Abstract
This Article builds upon the foundation laid in 2018 in Racial Justice Demands Truth & Reconciliation, which outlined the sad reality of "a persistent, deeply-rooted systemic racism [that] has worked, without interruption, to oppress people of color on this continent . . . [f]rom the earliest days of the slave markets of Virginia in 1619, to the [present-day's continuing] economic disadvantages and disproportionately-skewed criminal justice system." The human toll of this centuries-long cruel travesty, as described by Ta-Nehisi Coates, is tragic and heartbreaking.

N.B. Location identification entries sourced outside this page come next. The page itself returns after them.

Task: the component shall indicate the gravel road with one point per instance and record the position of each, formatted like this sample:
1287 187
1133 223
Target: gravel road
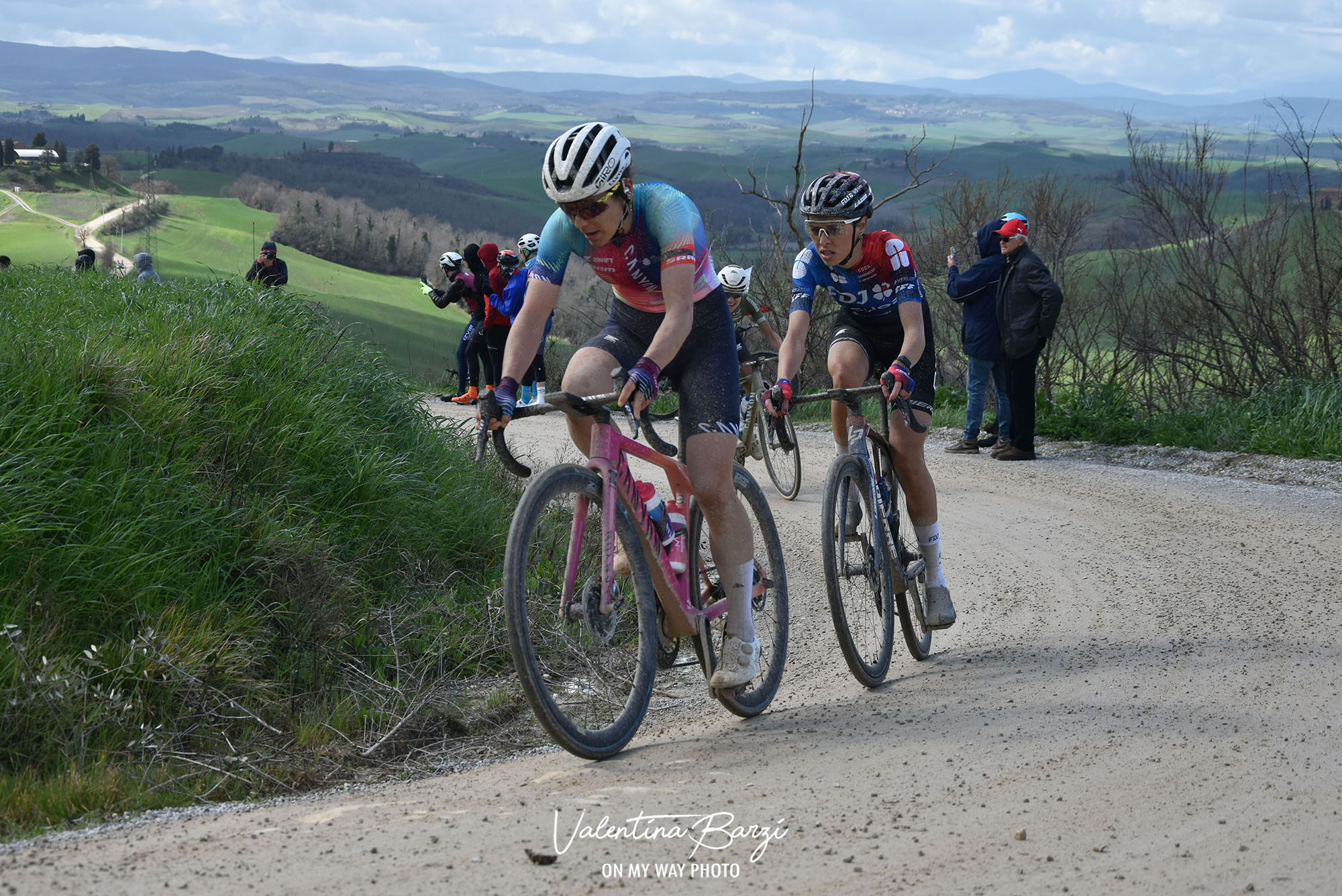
1140 697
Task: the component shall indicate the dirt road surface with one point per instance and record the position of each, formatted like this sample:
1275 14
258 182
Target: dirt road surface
1140 697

The discussion continues in this Article through the review of various possible constitutional bases for efforts toward advancing the goal of racial truth and reconciliation in America. It begins conventionally enough in Part I, in considering the potential of the Fourteenth Amendment Equal Protection Clause for enabling the further steps needed to advance the elusive goals of a racially just society. It is the Equal Protection Clause, after all, that has been the constitutional basis for much racial and other social justice progress over the past 60-some years, beginning with Brown v. Board of Education in 1954 and continuing into the Civil Rights era and beyond. This Article explains, however, that arguments based on the Equal Protection Clause now face a number of steep challenges in the Supreme Court, to the point where many of the earlier gains have stagnated and even regressed, largely due to the Court's adoption of an organizing approach based on the "antidiscrimination" principle.